If you want deeper FP ergonomics, these additions would keep the API aligned with the existing stream/collector style:

  1. Stream combinators
  2. partition(predicate) → returns (matches, non_matches) without forcing collectors.
  3. chunk_by(key_fn) → starts a new chunk when the key changes (useful for run-length-like grouping).
  4. distinct_by(key_fn) → distinct with projection, complementing distinct().
  5. take_until(predicate) / drop_until(predicate) → common FP flow-control operations.
  6. merge_sorted(other, key=None) → stream-friendly merges for pre-sorted inputs.

  7. Collector extensions

  8. median, percentile, and histogram collectors for richer stats.
  9. top_n / bottom_n collectors to avoid full sorts for large datasets.

  10. Option/Result ergonomics

  11. zip, sequence, and traverse helpers to combine Option/Result values across collections.

  12. Type-focused affordances

  13. map_typed / filter_typed variants or overloads that narrow types for better IDE guidance.

These are additive and can remain optional, preserving the current API surface while giving power users more functional vocabulary.

Rust Acceleration Plan

Certain operations are CPU-heavy or memory-sensitive and are prime candidates for a Rust extension module. The key is to keep Python ergonomics while enabling a fast-path for large data or numeric workloads.

Candidate hotspots

  • Numeric collectors: summarizing, summing, averaging, quantiles.
  • High-volume transforms: map/filter/flat_map on numeric streams.
  • Windowing/scan: especially on large sequences of numeric data.
  • Group-by and distinct for large datasets (hashing overhead in Python can be high).
  • Parallel operations: a Rust-backed parallel() pipeline using rayon for consistent throughput.

Proposed approach

  1. Optional extension module
  2. Build a fpstreams_rust extension via pyo3 + maturin.
  3. Ship as an extra (e.g., pip install fpstreams[fast]) that preserves the pure-Python fallback.

  4. Stable Python API

  5. Keep the public classes and method signatures unchanged.
  6. Route to Rust fast-paths when the stream contains Rust-friendly types (e.g., numeric lists, NumPy arrays, or buffer protocol inputs).

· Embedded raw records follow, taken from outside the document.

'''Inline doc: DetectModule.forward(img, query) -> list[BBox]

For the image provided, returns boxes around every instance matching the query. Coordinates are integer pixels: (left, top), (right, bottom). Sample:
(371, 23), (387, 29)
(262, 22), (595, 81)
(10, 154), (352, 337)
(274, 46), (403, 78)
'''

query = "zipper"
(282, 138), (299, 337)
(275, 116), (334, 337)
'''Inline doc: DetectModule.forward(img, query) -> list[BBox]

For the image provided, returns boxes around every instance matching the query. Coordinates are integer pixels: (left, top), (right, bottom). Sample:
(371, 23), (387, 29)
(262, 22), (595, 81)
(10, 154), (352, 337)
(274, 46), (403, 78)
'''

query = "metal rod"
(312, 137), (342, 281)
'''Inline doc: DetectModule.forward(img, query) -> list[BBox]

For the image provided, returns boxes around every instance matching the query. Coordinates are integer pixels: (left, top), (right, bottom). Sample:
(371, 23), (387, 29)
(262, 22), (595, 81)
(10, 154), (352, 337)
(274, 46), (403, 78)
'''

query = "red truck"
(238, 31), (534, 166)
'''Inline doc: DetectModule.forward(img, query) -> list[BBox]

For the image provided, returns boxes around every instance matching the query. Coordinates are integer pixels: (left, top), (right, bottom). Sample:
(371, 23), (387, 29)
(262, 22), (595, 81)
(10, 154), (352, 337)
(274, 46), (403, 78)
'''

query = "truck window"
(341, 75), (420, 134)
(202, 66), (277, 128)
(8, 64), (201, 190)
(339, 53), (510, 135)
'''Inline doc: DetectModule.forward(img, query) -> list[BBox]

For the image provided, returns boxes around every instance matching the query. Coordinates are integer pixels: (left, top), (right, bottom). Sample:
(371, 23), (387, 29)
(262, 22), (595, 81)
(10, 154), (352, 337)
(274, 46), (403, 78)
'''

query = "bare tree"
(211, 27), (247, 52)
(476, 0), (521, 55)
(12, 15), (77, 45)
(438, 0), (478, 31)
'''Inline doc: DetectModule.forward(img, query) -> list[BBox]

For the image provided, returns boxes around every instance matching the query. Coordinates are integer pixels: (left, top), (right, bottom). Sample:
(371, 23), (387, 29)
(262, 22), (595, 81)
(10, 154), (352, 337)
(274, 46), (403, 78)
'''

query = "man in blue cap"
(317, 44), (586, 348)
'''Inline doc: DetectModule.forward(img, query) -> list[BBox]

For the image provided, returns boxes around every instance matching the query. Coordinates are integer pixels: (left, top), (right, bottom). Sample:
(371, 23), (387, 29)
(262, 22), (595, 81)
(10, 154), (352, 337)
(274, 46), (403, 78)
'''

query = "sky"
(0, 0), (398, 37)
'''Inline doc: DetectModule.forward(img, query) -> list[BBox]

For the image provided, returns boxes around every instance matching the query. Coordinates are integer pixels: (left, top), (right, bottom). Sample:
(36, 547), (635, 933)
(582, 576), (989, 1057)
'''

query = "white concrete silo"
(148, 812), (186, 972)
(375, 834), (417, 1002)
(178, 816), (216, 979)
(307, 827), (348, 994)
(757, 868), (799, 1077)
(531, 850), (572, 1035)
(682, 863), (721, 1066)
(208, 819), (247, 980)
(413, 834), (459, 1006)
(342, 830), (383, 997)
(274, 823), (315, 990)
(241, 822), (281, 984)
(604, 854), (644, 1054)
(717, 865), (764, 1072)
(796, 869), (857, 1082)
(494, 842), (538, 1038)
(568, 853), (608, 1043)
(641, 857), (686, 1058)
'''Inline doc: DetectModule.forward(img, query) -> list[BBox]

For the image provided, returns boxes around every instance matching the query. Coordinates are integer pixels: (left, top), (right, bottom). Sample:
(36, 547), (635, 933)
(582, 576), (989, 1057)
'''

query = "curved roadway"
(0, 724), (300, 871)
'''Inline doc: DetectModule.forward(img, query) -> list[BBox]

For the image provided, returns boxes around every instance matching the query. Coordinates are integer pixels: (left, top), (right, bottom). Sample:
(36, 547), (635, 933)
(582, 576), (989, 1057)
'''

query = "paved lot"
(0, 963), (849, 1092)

  7. Interoperability strategy

  8. Support Python iterables for compatibility, but add an optimized path for lists/tuples/arrays.
  9. Use PyBuffer/NumPy views for zero-copy operations where possible.

  10. Incremental rollout

  11. Start with collectors (summarizing, summing, averaging) and window/scan operations.
  12. Add parallel map/filter/reduce after functional parity is proven.
  13. Gate by benchmarks to validate real-world wins.

  14. Testing & CI

  15. Add Python/Rust parity tests.
  16. Build wheels for major platforms in CI to keep installation friction low.

This plan keeps fpstreams easy to install while unlocking a high-performance option for complex workloads.